5 października 20-latka powiadomiła policję o tym, że mężczyzna żąda od niej pieniędzy w kwocie pięciu tysięcy złotych oraz perfum. Wirtualny znajomy miał grozić publikacją jej nagich zdjęć.
Policjanci ustalili, że kobieta zamieściła kiedyś ogłoszenie na jednym z portali internetowych. Korespondując z mężczyznami wysyłała im swoje zdjęcia. Usunęła już profil na portalu. Szantażysta uwziął się jednak na kobietę i wyznaczył spotkanie, na którym miało dojść do przekazania pieniędzy. Miało się to odbyć następnego dnia w godzinach popołudniowych przy jednym z centrów handlowych.
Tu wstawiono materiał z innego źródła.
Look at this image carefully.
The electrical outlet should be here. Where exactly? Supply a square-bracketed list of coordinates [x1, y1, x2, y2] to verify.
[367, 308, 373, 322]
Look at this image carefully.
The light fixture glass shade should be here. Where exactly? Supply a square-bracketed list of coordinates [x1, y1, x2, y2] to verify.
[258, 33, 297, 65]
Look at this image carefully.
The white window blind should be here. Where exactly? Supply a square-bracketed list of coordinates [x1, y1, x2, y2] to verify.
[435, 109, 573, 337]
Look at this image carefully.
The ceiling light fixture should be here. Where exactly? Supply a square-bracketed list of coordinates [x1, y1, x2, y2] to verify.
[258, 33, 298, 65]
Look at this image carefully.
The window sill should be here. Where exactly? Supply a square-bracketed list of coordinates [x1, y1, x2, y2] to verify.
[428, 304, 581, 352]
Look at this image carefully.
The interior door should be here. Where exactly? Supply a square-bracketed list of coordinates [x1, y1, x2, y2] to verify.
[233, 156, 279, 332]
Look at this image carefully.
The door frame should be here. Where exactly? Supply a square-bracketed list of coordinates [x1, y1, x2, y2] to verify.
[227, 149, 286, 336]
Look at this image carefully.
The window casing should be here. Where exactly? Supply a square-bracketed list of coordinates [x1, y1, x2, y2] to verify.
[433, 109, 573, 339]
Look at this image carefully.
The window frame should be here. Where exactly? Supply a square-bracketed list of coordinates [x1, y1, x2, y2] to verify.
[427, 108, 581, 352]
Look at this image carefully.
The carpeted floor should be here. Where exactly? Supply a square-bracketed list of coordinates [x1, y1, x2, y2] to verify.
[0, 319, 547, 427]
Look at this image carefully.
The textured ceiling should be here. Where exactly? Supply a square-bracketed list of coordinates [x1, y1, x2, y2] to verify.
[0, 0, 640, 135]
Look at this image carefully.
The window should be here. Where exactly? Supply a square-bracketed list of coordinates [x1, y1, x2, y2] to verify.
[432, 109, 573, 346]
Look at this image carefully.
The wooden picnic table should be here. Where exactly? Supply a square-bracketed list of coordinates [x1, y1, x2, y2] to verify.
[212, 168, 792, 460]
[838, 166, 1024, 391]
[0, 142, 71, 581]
Kryminalni zorganizowali zasadzkę. Kobieta była zdecydowana spotkać się z szantażystą i przekazać mu pocięte gazety zamiast pieniędzy. Policjanci zapewnili kobiecie bezpieczeństwo podczas "transakcji". Około 21.30 w wyznaczone miejsce przyszedł mężczyzna i odebrał od kobiety przesyłkę. W ten sposób wpadł w ręce funkcjonariuszy. Próbował uciekać, ale po kilku krokach został zatrzymany.
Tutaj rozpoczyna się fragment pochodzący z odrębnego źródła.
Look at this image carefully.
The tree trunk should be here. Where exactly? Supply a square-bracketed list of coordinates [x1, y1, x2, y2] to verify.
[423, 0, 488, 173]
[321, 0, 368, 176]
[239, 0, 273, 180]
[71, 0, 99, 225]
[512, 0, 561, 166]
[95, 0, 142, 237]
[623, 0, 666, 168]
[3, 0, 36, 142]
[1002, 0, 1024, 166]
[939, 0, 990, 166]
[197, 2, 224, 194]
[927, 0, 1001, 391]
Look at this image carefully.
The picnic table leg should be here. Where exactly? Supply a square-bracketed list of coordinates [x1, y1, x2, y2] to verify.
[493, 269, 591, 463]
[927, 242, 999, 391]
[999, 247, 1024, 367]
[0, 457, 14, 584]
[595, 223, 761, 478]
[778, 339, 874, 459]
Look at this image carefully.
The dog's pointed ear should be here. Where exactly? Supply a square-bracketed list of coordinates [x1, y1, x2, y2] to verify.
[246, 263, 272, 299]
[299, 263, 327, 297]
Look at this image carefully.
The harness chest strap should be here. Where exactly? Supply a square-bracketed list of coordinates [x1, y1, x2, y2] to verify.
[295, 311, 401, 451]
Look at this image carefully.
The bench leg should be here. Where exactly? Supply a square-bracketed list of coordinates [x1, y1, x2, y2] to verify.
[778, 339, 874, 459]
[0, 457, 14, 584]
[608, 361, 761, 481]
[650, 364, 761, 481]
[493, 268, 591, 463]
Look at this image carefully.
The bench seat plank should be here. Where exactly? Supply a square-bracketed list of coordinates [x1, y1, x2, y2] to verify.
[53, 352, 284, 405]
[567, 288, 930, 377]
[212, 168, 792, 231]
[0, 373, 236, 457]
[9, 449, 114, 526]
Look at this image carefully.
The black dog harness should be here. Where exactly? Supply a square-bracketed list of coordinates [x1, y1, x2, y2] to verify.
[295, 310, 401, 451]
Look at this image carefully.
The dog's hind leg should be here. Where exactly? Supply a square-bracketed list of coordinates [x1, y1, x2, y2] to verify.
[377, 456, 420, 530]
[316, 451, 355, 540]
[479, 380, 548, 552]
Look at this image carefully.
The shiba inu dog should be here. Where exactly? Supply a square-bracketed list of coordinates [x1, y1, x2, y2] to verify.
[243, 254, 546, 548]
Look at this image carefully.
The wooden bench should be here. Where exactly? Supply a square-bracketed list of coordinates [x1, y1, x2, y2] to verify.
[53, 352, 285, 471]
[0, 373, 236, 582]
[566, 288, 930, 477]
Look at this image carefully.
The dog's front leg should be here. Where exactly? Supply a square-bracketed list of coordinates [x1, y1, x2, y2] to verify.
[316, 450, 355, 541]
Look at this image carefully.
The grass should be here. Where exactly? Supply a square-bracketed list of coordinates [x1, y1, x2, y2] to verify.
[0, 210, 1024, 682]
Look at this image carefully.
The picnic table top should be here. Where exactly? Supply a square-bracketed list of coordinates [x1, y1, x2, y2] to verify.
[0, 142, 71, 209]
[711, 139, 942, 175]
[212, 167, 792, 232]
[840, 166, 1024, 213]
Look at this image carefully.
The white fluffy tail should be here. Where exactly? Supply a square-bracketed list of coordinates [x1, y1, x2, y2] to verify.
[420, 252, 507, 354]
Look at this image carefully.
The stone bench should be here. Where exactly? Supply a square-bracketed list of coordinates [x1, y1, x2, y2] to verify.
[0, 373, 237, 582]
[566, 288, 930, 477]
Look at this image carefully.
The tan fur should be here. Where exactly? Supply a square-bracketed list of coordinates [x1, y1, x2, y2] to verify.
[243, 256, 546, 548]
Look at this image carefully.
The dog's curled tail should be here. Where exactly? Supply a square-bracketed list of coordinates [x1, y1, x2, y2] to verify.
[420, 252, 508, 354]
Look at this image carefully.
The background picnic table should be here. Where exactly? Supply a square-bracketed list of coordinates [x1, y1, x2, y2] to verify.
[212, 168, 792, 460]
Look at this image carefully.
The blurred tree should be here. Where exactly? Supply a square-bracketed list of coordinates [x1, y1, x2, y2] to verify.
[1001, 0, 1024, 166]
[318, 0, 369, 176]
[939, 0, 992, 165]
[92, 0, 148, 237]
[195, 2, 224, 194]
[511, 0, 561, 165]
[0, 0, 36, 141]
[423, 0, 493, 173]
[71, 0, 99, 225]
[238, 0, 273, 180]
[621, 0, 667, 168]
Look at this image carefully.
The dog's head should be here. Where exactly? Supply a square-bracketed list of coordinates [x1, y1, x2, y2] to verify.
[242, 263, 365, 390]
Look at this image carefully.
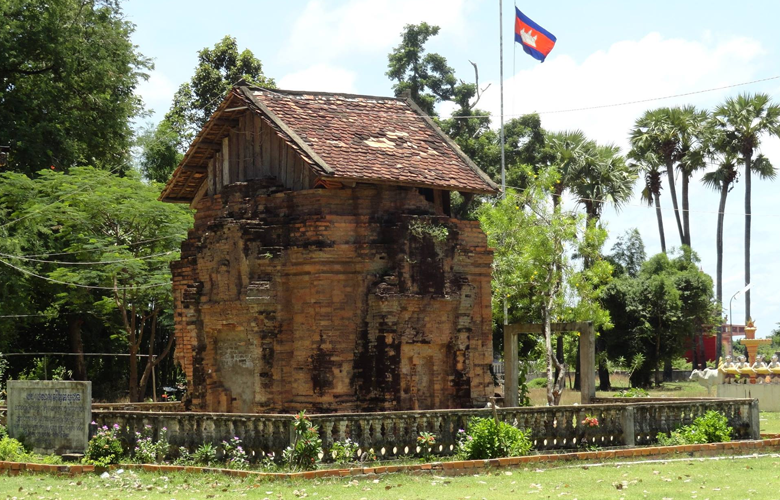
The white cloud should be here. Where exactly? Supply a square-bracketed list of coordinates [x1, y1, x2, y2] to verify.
[135, 71, 178, 119]
[281, 0, 474, 61]
[483, 33, 764, 147]
[278, 64, 356, 93]
[480, 33, 780, 328]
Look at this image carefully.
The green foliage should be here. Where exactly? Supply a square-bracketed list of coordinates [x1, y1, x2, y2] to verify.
[329, 438, 360, 464]
[409, 219, 450, 242]
[282, 411, 322, 470]
[84, 422, 124, 467]
[0, 0, 153, 175]
[657, 410, 733, 446]
[601, 247, 717, 387]
[133, 424, 171, 464]
[615, 387, 650, 398]
[17, 358, 73, 380]
[459, 418, 533, 460]
[0, 436, 27, 462]
[192, 443, 217, 466]
[606, 228, 647, 278]
[528, 377, 547, 389]
[222, 436, 249, 470]
[417, 431, 436, 458]
[138, 36, 276, 182]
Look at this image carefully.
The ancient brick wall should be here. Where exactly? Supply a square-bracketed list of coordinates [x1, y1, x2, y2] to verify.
[173, 181, 493, 412]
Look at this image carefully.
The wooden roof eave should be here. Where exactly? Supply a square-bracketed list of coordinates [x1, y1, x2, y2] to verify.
[406, 98, 501, 194]
[157, 92, 241, 203]
[232, 86, 334, 175]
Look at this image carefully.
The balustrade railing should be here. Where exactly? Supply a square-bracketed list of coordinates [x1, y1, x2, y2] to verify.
[92, 399, 759, 458]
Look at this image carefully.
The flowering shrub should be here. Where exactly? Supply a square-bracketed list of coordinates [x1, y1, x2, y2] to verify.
[282, 411, 322, 469]
[330, 438, 360, 464]
[458, 418, 533, 460]
[133, 425, 171, 464]
[582, 415, 599, 427]
[84, 422, 124, 467]
[222, 436, 249, 469]
[417, 432, 436, 457]
[192, 443, 217, 466]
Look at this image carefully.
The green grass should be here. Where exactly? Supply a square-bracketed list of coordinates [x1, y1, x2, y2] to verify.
[0, 456, 780, 500]
[529, 376, 715, 406]
[759, 414, 780, 434]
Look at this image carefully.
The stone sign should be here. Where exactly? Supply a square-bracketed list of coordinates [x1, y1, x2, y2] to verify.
[8, 380, 92, 454]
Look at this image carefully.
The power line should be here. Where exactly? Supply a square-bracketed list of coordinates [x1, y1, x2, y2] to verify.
[0, 250, 173, 266]
[15, 234, 187, 257]
[532, 75, 780, 116]
[0, 259, 171, 291]
[507, 186, 780, 217]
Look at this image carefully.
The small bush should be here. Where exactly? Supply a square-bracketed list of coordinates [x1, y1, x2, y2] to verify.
[417, 432, 436, 457]
[192, 443, 217, 467]
[133, 425, 171, 464]
[84, 422, 124, 467]
[657, 410, 733, 446]
[282, 411, 322, 469]
[222, 436, 249, 470]
[615, 387, 650, 398]
[0, 436, 27, 462]
[330, 438, 360, 464]
[459, 418, 533, 460]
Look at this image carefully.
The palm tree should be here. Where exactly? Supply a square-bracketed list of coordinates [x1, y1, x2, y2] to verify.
[628, 149, 666, 253]
[714, 94, 780, 323]
[631, 106, 707, 250]
[571, 143, 637, 391]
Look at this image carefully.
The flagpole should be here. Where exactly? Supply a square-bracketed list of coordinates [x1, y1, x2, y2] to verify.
[498, 0, 516, 388]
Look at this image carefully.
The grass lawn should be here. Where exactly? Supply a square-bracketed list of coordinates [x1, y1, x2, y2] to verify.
[529, 376, 715, 406]
[0, 455, 780, 500]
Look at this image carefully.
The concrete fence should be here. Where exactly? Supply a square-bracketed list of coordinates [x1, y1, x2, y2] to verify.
[92, 399, 760, 458]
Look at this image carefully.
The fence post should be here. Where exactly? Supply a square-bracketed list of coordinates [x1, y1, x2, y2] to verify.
[750, 399, 761, 439]
[621, 406, 636, 446]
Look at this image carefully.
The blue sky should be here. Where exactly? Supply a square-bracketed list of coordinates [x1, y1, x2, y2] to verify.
[124, 0, 780, 336]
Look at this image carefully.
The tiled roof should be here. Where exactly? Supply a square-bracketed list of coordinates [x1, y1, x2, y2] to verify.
[241, 88, 496, 193]
[160, 86, 498, 203]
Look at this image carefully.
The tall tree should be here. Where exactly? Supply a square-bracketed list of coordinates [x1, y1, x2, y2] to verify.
[714, 94, 780, 323]
[631, 106, 708, 246]
[139, 36, 276, 182]
[479, 167, 612, 405]
[386, 22, 458, 116]
[628, 149, 666, 253]
[0, 0, 152, 175]
[0, 167, 192, 401]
Szantażystą okazał się być 32-latek, mieszkaniec jednej z podkrakowskich miejscowości. Wcześniej nigdy nie był notowany, ani zatrzymywany przez policję. Przyznał, że chciał sobie dorobić. Dane na temat kobiety uzyskał od niej samej prowadząc z nią kilka miesięcy wcześniej rozmowy telefoniczne. Mężczyźnie grozi kara nawet trzech lat pozbawienia wolności.